Las cosas, sin embargo, no siempre fueron fáciles para el director y tras La frontera se piso la vara aún más alta con la película El entusiasmo, una coproducción con España, que además contó con la participación de las actrices hispanas Carmen maura y Maribel Verdú, ambas en un momento cúspide de sus respectivas carreras. Cinta de larga gestación y ambiciones quizás más altas que las de La frontera, El entusiasmo narraba una historia de amistad y de triángulos amorosos con el telón de fondo del Chile exitista de los 90. Es probable que después de todo, el tronco argumental de fondo de esta cinta fuera ese falso culto al capitalismo de cartón piedra en que creían estos jaguares del sur de América. El filme, que transcurría en gran parte en el norte de Chile, no logró el éxito de crítica y público esperado y después de eso Larraín abandonó.

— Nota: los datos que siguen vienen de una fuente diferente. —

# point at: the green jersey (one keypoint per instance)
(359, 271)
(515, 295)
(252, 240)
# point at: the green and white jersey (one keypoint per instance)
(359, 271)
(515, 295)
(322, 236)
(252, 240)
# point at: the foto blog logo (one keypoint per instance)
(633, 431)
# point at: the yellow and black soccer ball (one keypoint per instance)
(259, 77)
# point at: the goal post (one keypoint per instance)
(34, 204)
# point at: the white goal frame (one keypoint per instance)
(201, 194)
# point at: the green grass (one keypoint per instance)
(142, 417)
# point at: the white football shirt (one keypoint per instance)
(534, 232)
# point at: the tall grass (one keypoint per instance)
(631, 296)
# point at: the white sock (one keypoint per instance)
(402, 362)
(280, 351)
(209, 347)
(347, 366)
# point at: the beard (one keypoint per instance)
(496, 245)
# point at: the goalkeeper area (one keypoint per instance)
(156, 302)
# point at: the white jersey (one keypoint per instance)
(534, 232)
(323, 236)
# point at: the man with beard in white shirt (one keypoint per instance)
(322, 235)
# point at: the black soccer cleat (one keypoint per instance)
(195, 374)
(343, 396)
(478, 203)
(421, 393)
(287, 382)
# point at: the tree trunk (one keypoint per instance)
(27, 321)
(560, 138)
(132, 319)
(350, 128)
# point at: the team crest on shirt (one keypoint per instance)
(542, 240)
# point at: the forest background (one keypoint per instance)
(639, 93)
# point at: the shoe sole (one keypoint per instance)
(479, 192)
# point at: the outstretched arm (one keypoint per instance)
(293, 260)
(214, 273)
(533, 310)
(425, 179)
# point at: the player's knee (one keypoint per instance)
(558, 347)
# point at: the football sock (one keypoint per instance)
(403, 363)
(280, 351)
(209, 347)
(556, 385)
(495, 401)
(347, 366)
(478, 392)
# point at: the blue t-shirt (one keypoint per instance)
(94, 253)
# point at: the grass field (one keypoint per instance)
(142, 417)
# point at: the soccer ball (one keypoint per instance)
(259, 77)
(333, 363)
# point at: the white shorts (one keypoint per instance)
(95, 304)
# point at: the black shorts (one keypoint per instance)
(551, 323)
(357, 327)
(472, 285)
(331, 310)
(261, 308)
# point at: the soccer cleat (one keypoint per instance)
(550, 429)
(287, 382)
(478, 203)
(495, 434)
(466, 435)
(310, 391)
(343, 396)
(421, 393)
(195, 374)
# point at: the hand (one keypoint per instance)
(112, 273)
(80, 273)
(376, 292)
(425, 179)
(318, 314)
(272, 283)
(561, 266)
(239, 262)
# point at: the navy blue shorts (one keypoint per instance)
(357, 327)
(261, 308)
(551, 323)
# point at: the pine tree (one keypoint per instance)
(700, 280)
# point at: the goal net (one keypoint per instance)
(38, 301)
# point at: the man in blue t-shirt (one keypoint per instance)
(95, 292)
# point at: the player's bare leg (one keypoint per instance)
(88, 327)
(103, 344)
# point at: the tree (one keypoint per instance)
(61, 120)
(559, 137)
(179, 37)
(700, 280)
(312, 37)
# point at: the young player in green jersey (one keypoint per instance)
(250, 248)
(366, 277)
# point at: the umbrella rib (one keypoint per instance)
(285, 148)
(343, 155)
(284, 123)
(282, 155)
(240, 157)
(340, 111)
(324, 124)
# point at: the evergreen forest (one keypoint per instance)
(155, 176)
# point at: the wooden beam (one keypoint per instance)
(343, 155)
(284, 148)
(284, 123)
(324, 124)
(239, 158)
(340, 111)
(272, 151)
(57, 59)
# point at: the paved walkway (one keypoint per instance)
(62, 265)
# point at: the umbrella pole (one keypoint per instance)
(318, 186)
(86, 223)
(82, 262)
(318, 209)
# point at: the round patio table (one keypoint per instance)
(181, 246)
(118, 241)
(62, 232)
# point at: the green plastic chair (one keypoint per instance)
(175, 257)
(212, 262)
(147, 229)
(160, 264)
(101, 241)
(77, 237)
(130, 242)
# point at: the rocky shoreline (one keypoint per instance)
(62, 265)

En Chile, uno de los que siguió de cerca su carrera fue el crítico de cine Ascanio Cavallo, que curiosamente sentía un especial afecto por la incomprendida El entusiasmo, como lo dejaba en claro en su libro Huérfanos y perdidos. Al ser consultado ayer, destacaba también las cualidades humanas del realizador: “Un buen cineasta es más grande cuando es una buena persona. En eso, Larraín tiene poca competencia en el cine chileno. Además, por supuesto, siempre tendremos las inolvidables imágenes de La Frontera”.
Tras El entusiasmo, el director tuvo un paso por el área dramática de Canal 13 y en el año 2008 salió del silencio con algo totalmente nuevo: la comedia Chile puede, protagonizada por Boris Quercia.
Luego vendrían los años de lucha contra la enfermedad, de creación de la Escuela de Cine de la Universidad Mayor y de entrega a sus proyectos televisivos. “Tenía fe en todas las nuevas generaciones de cineastas chilenos. Mucha fe. De lo contrario no hubiéramos hecho la Escuela”, comentaba su amigo Guillermo Bravo.